Finding Purpose in the Wait

Psalm 2714

Elizabeth had a long wait.

The Bible tells us that the mother of John the Baptist was “advanced in years” when she gave birth to him.

Elizabeth waited a long time to be a mother. She probably questioned her purpose in life from time to time. But when she received the mission of bringing the forerunner of the Savior into the world, she was also given the task to mentor and encourage the mother of the Messiah.

The angel Gabriel told Mary that Elizabeth was six months pregnant. Don’t you love it? God knew that Mary would need someone to encourage her and help her on this new journey. So He provided Elizabeth.

And if you think about it–Elizabeth was the perfect person to encourage Mary.

  • Elizabeth lived away from Nazareth. Commentators speculate that Elizabeth lived in Hebron—which was about 80 miles from Nazareth—a four-day journey for Mary. It was a bit of a trek, but far enough away from the prying eyes of neighbors.
  • Elizabeth was pregnant. Elizabeth and Mary could commiserate over morning sickness and swollen ankles. Mary didn’t have “What to Expect When You’re Expecting.” It was helpful to have someone share what was ahead in this exciting new experience.
  • Elizabeth was experiencing her own miracle. She wouldn’t laugh in disbelief at Mary’s preposterous story about an angel and a miracle birth because her husband had also had a visit with an angel. Elizabeth was pregnant even though humanly speaking it was impossible.
  • Elizabeth knew the sting of reproach even though she had done nothing wrong. She was upright in the sight of God, but the first thing she does when she finds out she is with child is thank God for taking away her disgrace among the people. She would be able to give Mary advice on how to deal with the gossip and criticism that were sure to come.

Think about it. If God had answered Zechariah and Elizabeth’s prayer for a baby sooner, she would not have fulfilled the role of Mary’s mentor so perfectly. Sure, she could have given birth to John the Baptist when she was twenty—but that would not have been as miraculous as having a baby at fifty or sixty. Perhaps she would have doubted Mary’s tale of an angel and a virgin pregnancy. She would not have had experience with the neighborhood gossip mill.

Our own experiences of waiting can connect us to other people going through similar situations. Just like Elizabeth and Mary, we can become connected in the waiting. We can use what we learned in our waiting times to encourage those who are traveling a similar path.
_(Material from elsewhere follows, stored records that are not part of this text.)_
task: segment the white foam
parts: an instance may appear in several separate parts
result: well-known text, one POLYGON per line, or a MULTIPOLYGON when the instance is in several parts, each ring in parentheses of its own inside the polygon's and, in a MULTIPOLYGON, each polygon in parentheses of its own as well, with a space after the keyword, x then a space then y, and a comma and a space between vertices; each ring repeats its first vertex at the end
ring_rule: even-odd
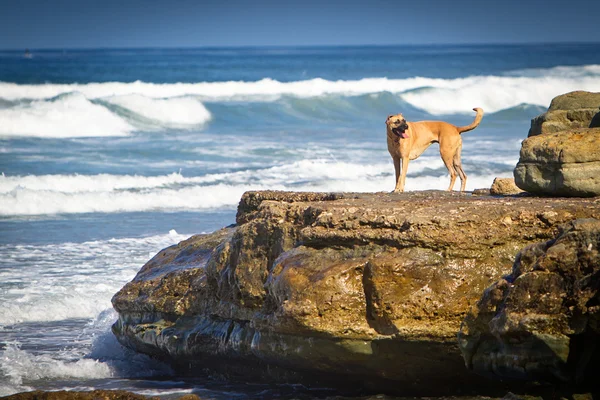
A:
POLYGON ((212 118, 203 100, 275 101, 282 96, 314 98, 391 92, 431 114, 471 113, 473 107, 492 113, 520 104, 546 107, 553 97, 573 90, 600 91, 600 66, 555 67, 457 79, 316 78, 279 82, 266 78, 255 82, 38 85, 0 82, 0 97, 18 101, 0 109, 0 136, 124 136, 136 129, 197 127, 212 118), (120 110, 111 111, 115 106, 120 110))
POLYGON ((431 114, 469 113, 473 107, 496 112, 522 103, 548 106, 557 95, 574 90, 600 91, 600 75, 585 77, 499 77, 454 79, 404 93, 401 97, 431 114))
POLYGON ((0 325, 94 318, 159 250, 189 235, 0 246, 0 325), (15 268, 18 265, 19 268, 15 268), (14 284, 13 284, 14 283, 14 284))
POLYGON ((125 136, 133 129, 128 122, 80 93, 0 109, 0 136, 125 136))
MULTIPOLYGON (((33 390, 29 385, 48 380, 84 381, 76 389, 92 390, 94 383, 85 380, 173 375, 167 364, 121 346, 110 330, 116 319, 112 308, 104 310, 83 330, 69 332, 71 346, 51 352, 23 350, 17 341, 6 343, 0 351, 0 396, 33 390)), ((64 388, 73 389, 72 384, 64 388)))
MULTIPOLYGON (((15 189, 0 195, 0 215, 41 215, 153 210, 201 210, 234 206, 247 190, 264 185, 211 185, 153 191, 63 193, 15 189)), ((276 189, 271 187, 271 189, 276 189)), ((281 188, 282 189, 282 188, 281 188)))
MULTIPOLYGON (((514 153, 518 154, 518 148, 514 153)), ((468 160, 469 157, 463 159, 464 162, 468 160)), ((512 170, 509 162, 501 164, 507 171, 512 170)), ((409 179, 416 186, 411 186, 410 190, 445 189, 443 184, 432 183, 432 174, 436 173, 447 174, 434 153, 412 161, 408 176, 416 177, 409 179)), ((467 190, 476 188, 472 186, 476 173, 467 171, 467 174, 470 178, 467 190)), ((0 215, 233 208, 241 195, 249 190, 377 192, 391 190, 393 180, 394 170, 388 157, 374 164, 360 160, 355 163, 332 159, 300 160, 263 169, 197 177, 184 177, 179 173, 154 177, 109 174, 0 176, 0 215)))
MULTIPOLYGON (((27 322, 56 339, 52 321, 85 318, 61 331, 65 348, 31 346, 31 338, 0 350, 0 396, 33 390, 48 381, 166 376, 170 368, 123 348, 110 331, 117 318, 110 299, 159 250, 186 239, 171 229, 145 238, 83 243, 0 246, 0 325, 10 332, 27 322), (49 324, 46 324, 50 322, 49 324), (73 328, 75 327, 75 328, 73 328), (27 346, 26 346, 27 345, 27 346)), ((59 330, 62 329, 59 328, 59 330)), ((46 335, 47 334, 47 335, 46 335)), ((33 339, 37 344, 39 339, 33 339)), ((93 385, 93 384, 92 384, 93 385)), ((69 386, 72 388, 72 385, 69 386)), ((83 385, 84 389, 87 386, 83 385)))
POLYGON ((442 79, 409 78, 365 78, 354 81, 329 81, 315 78, 305 81, 279 82, 265 78, 254 82, 198 82, 198 83, 132 83, 106 82, 87 84, 42 84, 18 85, 0 83, 2 98, 47 99, 62 93, 80 92, 88 99, 111 98, 123 95, 142 95, 149 98, 171 98, 199 96, 211 100, 274 100, 282 95, 313 97, 324 94, 358 95, 382 91, 401 92, 411 88, 427 86, 442 79))
POLYGON ((163 125, 200 125, 211 119, 206 107, 190 97, 154 99, 140 94, 128 94, 109 97, 105 101, 163 125))
POLYGON ((0 175, 0 193, 9 193, 17 188, 62 193, 107 192, 122 189, 166 187, 196 181, 198 180, 185 178, 180 173, 158 176, 110 174, 6 176, 2 174, 0 175))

Wherever you are in life, remember that everything you are going through right now matters. All the waiting that Elizabeth went through prepared her for her most important role. All the years of waiting for an answered prayer drew her closer to God.

While we may never grow to like it—waiting serves a purpose. We can grow closer to Him when we expect God to accomplish something bigger than we can imagine. And we can connect to others by using the wait as a course in encouragement.

Question: How can you use what you have learned in waiting times to encourage others?